Do the Irish fit in well there?

Effortlessly! There is an Irish exiles rugby club and a well-regarded soccer club, Shamrock Rovers, as well as a number of hurling and Gaelic football teams. After a gap of a few years the St Patrick’s Day festivities in Perth are better than ever.

My wife’s background is Greek and I recently attended a function hosted by the Hellenic Australian Lawyers Association. I think there is definitely merit in an Irish Australian Lawyers Association and I would be keen to become involved in such a project.

How have the fires in Australia affected you?

Bushfires have always been a fact of life in Australia, but the scale of the present fires on the East Coast seem unprecedented. While we are not directly affected here, they are devastating for all Australians. The loss of wildlife, homes and of course lives has been awful. The firefighters have done an extraordinary job, and we try and support them in every way we can. The precise causes and what should be done in the future to try to mitigate the loss is a matter of on-going and intense national debate, upon which it would be inappropriate for me to comment.

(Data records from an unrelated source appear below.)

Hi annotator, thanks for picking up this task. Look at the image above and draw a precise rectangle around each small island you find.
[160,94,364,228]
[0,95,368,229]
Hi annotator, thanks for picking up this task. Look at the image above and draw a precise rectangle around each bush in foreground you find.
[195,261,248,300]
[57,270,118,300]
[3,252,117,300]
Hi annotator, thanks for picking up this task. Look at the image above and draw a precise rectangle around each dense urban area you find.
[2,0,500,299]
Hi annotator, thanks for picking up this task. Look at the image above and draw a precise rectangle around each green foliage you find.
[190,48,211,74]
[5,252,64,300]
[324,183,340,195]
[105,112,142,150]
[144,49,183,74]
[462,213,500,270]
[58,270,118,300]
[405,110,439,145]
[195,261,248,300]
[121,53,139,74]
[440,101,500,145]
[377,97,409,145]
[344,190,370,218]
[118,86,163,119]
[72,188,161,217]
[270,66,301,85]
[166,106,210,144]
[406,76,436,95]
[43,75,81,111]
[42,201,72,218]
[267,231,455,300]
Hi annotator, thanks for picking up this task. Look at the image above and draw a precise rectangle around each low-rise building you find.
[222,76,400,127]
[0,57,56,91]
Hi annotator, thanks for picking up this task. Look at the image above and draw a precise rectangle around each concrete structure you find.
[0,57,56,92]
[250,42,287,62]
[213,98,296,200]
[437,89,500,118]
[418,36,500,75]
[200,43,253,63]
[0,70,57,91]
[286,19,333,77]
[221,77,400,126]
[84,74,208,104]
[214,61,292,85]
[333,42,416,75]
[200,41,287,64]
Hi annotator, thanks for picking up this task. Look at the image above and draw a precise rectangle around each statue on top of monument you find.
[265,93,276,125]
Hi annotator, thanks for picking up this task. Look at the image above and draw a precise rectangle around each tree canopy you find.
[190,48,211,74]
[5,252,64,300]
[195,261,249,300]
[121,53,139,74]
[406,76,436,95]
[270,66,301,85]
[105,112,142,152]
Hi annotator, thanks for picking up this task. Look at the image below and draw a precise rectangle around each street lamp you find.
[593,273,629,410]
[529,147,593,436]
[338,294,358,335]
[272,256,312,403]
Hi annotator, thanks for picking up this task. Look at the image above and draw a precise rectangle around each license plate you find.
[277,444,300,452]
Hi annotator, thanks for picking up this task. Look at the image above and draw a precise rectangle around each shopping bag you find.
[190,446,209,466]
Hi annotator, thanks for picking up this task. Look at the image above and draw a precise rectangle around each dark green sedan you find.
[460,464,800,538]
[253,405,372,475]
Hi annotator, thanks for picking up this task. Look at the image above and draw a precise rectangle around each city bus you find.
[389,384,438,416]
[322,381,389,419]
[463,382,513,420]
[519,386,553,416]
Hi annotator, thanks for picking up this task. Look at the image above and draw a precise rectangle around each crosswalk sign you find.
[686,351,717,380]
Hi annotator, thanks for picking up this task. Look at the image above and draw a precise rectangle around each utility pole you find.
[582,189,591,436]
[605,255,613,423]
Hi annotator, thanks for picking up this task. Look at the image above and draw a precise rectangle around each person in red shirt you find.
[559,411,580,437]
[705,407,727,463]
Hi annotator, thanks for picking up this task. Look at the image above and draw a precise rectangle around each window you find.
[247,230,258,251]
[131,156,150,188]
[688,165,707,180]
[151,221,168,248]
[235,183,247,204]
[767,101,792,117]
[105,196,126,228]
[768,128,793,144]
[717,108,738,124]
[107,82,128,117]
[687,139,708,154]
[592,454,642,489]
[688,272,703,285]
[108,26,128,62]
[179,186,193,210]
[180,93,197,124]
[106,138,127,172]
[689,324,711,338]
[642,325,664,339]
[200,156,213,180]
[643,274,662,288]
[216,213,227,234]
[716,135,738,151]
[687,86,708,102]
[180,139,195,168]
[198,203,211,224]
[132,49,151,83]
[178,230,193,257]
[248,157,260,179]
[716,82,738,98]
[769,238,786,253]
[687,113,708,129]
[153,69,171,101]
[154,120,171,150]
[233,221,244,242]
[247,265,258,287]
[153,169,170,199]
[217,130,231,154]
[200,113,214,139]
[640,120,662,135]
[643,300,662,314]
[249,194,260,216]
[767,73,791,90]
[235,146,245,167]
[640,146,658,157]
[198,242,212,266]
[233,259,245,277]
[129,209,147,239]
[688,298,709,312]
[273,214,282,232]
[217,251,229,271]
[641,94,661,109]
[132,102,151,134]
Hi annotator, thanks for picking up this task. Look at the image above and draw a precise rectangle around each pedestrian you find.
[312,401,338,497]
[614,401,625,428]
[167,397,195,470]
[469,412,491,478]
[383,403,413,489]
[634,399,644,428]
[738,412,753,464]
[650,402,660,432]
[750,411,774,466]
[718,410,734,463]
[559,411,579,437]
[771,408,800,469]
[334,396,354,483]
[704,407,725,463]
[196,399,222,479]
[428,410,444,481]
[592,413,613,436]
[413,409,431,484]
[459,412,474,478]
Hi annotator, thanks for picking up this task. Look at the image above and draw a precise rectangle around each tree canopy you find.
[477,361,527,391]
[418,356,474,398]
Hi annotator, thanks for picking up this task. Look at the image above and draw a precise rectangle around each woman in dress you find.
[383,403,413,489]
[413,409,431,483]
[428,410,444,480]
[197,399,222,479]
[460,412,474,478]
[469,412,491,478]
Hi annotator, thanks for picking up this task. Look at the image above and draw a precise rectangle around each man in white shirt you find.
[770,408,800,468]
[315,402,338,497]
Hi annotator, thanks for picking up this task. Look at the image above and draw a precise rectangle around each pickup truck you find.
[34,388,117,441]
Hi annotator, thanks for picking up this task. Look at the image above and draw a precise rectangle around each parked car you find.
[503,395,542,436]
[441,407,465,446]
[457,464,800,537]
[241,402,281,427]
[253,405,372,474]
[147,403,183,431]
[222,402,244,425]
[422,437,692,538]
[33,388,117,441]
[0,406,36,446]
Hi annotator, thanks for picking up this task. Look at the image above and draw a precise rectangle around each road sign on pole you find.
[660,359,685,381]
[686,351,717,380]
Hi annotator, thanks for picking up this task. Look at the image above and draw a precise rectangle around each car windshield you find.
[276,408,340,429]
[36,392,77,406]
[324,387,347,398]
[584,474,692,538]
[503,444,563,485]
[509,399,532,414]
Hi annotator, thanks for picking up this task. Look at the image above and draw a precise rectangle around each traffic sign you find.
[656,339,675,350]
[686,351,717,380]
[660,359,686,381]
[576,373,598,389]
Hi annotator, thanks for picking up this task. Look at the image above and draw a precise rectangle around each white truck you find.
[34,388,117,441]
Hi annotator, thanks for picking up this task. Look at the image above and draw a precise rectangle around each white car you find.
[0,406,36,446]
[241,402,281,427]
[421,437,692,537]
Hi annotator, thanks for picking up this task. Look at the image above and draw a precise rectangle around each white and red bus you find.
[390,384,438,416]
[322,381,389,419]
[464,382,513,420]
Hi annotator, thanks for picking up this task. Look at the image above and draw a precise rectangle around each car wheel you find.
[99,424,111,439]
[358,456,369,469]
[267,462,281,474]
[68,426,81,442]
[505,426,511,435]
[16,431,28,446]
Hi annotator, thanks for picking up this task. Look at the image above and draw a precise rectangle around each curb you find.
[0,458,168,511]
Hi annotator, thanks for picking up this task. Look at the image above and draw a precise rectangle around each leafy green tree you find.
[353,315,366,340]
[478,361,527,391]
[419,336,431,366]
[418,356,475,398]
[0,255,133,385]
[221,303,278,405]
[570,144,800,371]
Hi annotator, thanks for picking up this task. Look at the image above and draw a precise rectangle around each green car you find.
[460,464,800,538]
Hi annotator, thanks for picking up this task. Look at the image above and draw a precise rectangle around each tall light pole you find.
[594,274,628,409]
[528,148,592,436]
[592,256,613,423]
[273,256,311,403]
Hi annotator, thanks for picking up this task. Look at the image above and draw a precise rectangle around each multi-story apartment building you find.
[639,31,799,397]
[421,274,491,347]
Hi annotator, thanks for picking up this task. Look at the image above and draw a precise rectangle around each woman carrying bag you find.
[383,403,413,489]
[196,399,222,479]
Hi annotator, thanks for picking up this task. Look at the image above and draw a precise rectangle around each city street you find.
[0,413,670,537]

What is it like living in Perth?

Perth is a wonderful place to live. Apart from about three or four months when we have what passes for a winter, the weather is incredible. We live about a 15-minute drive to the Indian Ocean. The quality of beaches here is better than I have seen anywhere in the world with the possible exception of Hawaii. Twenty minutes inland is the Swan Valley with a plethora of high-quality wineries and microbreweries. In the 17 years that I have been here, the CBD (Central Business District) has become markedly more vibrant with a host of small bars and exceptional restaurants. Perth is beautifully situated on the Swan River and has a world-class sporting stadium, the Optus stadium. We have one top-class AFL team, the West Coast Eagles, who I was fortunate enough to watch win the grand final in Melbourne in 2018. Sadly we lost the Western Force from the super 15 rugby competition, although I retain some hope for a revival at the highest level. All Perth really lacks are mountains.

What are the costs like in Perth?

When I arrived in 2002 accommodation was relatively affordable compared to the average salary and I was able to buy my first property in 2003. Although the price of property then rocketed, it has decreased markedly over the last five years and is now reasonably affordable. On a good day I can drive from my home to my office in 15 minutes. Our children go to schools in the CBD, so the morning work/school run is very manageable.

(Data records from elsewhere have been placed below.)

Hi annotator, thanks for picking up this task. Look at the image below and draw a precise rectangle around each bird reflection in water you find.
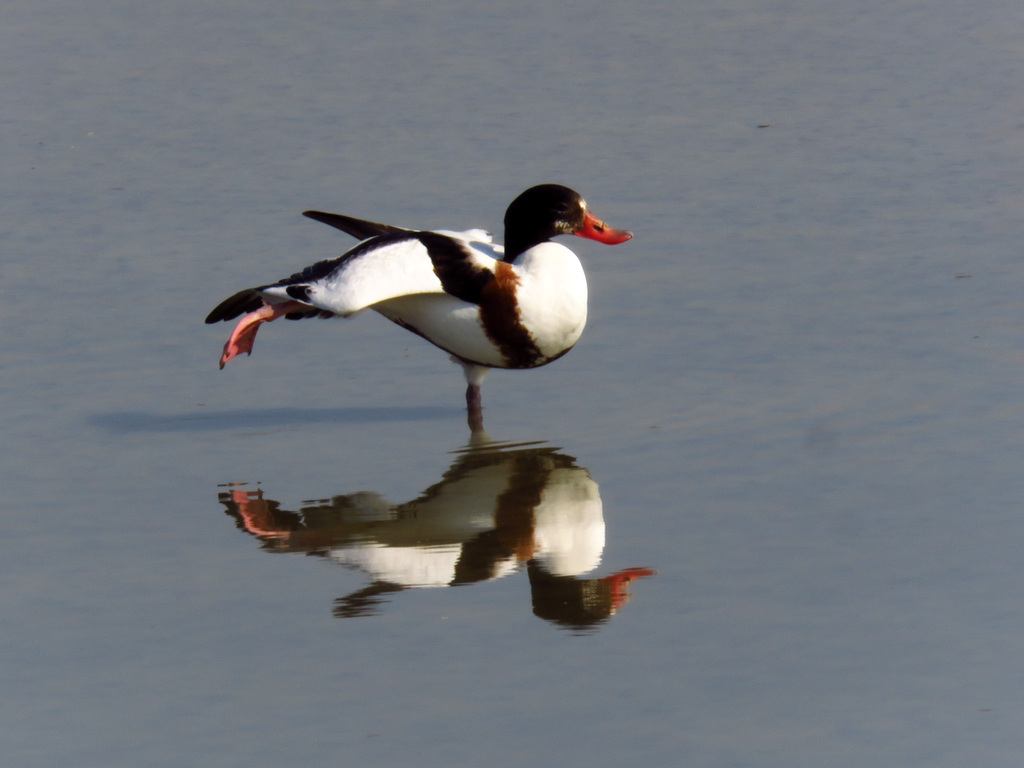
[216,440,654,631]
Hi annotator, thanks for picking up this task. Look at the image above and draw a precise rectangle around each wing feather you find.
[302,210,407,240]
[206,230,501,324]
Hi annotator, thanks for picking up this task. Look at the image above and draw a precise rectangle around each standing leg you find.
[459,363,489,434]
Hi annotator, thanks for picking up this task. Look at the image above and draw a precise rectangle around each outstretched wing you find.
[302,210,408,240]
[206,230,501,324]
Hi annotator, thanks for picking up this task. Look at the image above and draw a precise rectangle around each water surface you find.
[4,1,1024,766]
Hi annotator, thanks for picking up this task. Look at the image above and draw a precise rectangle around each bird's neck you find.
[503,231,548,263]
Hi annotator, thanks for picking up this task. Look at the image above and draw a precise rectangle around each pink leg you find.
[219,300,307,369]
[460,364,489,434]
[466,383,484,433]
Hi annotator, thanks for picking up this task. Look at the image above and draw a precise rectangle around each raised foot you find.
[219,300,307,368]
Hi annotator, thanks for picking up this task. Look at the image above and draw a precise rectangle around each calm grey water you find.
[4,0,1024,765]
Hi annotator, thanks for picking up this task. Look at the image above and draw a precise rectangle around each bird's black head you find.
[503,184,632,261]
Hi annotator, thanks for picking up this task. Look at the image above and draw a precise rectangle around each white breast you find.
[512,242,589,360]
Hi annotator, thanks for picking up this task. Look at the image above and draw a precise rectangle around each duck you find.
[205,184,633,428]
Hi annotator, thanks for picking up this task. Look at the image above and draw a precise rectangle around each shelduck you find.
[205,184,632,427]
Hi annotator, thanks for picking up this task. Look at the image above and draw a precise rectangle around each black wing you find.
[302,210,407,240]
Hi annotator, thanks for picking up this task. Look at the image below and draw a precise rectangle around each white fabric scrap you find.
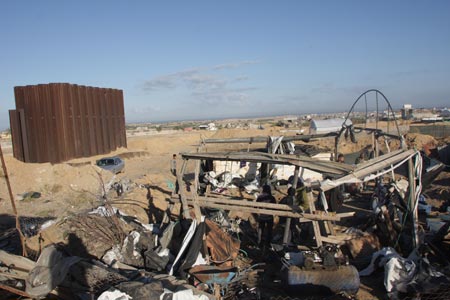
[170,219,197,275]
[359,247,400,276]
[102,246,124,269]
[122,231,141,259]
[98,288,132,300]
[160,288,209,300]
[192,252,207,267]
[40,220,57,230]
[384,256,416,293]
[360,247,419,293]
[88,206,119,217]
[140,223,160,234]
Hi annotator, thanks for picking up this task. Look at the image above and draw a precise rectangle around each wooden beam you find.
[203,133,338,144]
[177,159,191,219]
[283,166,299,244]
[180,151,352,175]
[321,149,416,192]
[190,200,351,222]
[307,191,322,247]
[170,194,354,221]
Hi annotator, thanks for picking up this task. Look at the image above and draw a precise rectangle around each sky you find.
[1,0,450,130]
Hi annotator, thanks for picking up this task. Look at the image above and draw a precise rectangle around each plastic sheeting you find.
[98,288,132,300]
[360,247,449,295]
[26,244,82,298]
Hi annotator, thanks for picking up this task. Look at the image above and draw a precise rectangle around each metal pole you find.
[0,140,27,256]
[408,157,419,248]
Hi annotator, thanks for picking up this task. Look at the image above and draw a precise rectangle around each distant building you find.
[208,123,218,131]
[401,104,413,120]
[439,108,450,119]
[381,110,402,121]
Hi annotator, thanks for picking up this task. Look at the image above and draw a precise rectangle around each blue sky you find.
[1,1,450,130]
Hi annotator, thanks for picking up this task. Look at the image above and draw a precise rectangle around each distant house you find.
[208,123,218,131]
[440,108,450,118]
[309,118,351,134]
[401,104,413,120]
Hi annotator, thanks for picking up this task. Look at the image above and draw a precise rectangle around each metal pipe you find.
[0,139,27,257]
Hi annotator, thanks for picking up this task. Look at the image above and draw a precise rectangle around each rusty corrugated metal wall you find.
[9,83,127,163]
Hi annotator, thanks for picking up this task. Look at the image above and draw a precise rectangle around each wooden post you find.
[192,160,202,222]
[408,156,419,248]
[177,159,191,219]
[0,141,27,256]
[307,190,322,247]
[283,166,299,245]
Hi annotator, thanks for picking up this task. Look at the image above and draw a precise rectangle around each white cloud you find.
[129,105,161,114]
[142,61,259,106]
[212,60,260,70]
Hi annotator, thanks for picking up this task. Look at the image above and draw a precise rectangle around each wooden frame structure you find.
[172,149,421,247]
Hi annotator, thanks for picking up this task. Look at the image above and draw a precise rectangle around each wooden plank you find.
[177,160,191,219]
[307,191,323,247]
[321,149,416,192]
[203,133,338,144]
[283,165,299,244]
[190,200,349,222]
[181,151,352,175]
[192,160,202,222]
[320,236,346,245]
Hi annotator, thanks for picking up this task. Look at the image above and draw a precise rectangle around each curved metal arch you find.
[335,89,406,160]
[343,89,402,137]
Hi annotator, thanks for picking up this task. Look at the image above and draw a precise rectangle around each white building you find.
[309,118,352,134]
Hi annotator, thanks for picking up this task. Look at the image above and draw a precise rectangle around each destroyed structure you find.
[1,89,450,299]
[9,83,127,163]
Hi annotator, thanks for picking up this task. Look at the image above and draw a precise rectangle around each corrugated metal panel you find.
[10,83,126,163]
[118,89,127,148]
[9,110,24,161]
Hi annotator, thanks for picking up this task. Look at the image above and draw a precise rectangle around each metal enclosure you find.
[9,83,127,163]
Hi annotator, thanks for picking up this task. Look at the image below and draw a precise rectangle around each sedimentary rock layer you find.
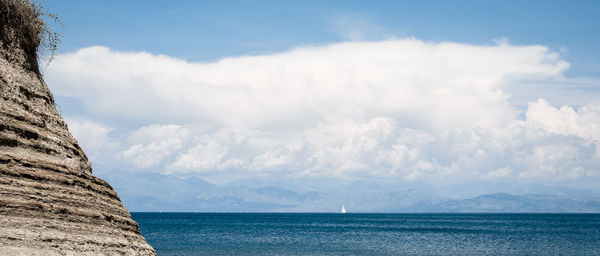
[0,1,155,255]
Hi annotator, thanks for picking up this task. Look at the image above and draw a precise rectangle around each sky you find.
[40,1,600,210]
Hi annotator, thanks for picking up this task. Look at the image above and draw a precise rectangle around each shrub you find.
[0,0,61,70]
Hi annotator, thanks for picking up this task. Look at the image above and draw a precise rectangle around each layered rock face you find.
[0,1,155,255]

What advice would you give to someone maybe interested in pursuing a legal career abroad?

Definitely go for a salaried position as opposed to working in a self-employed capacity as I erroneously did in 2000. Be prepared to take one step backwards to go to step forwards. If you can find a position that is not completely alien to your current experience, that will keep you busy and which has an engaging group of colleagues, in my experience you will succeed in making the transition. It is a big step obviously. Try to give yourself 12 months at least before deciding that it is not for you. When I moved from the UK to Australia I was single and so it was much more challenging than if one was moving with a family. It rather helped that I met my wife two years after I arrived.

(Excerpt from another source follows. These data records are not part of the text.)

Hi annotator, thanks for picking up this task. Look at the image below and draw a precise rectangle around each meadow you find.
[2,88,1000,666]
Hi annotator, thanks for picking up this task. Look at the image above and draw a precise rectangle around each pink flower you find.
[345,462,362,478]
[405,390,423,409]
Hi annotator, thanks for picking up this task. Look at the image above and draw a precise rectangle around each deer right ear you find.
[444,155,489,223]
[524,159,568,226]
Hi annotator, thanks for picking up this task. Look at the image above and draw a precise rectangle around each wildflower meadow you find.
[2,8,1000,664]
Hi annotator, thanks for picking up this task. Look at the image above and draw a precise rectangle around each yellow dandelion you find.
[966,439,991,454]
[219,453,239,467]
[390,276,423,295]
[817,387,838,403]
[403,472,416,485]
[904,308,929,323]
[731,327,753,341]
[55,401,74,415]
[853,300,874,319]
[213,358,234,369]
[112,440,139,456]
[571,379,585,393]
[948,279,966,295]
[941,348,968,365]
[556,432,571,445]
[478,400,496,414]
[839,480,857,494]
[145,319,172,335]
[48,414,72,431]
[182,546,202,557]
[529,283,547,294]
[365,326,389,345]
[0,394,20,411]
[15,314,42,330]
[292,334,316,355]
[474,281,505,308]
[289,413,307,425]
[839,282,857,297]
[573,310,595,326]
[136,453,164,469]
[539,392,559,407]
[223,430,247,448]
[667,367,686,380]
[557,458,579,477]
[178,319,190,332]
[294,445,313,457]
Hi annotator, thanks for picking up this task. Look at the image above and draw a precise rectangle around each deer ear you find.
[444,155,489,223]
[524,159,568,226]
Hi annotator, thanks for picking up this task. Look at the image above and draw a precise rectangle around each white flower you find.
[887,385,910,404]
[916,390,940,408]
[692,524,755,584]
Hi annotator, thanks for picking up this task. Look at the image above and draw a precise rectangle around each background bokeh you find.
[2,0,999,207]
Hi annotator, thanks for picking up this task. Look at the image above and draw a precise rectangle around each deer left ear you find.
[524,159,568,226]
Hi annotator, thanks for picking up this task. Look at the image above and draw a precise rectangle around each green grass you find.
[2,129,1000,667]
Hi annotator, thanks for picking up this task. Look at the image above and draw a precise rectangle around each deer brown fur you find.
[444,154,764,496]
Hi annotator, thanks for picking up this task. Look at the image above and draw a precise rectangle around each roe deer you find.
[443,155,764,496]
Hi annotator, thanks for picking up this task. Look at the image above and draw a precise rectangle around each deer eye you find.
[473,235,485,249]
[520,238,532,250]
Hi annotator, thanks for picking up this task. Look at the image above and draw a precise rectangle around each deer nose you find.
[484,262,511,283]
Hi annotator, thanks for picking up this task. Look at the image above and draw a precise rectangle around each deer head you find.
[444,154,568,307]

Are there any other Irish people in your circles?

My wife’s background is Greek and I recently attended a function hosted by the Hellenic Australian Lawyers Association. I think there is definitely merit in an Irish Australian Lawyers Association. I discovered a year or so ago that the mother of a law student then working in my court as an usher, went to school with him. Similarly at a business dinner a few years ago I bumped into a bank manager who went to school with my cousin in Clonmel.

Is there anything you miss about Ireland?

Proximity to family obviously. Skype has made a massive difference and over the years and my parents have made a number of trips to Australia, although their travelling days are now behind them.

I miss being able to watch Ireland in the Six Nations and I would have loved to have been able to get to see Munster live more often. It is completely impossible to get a Guinness as good as in Ireland.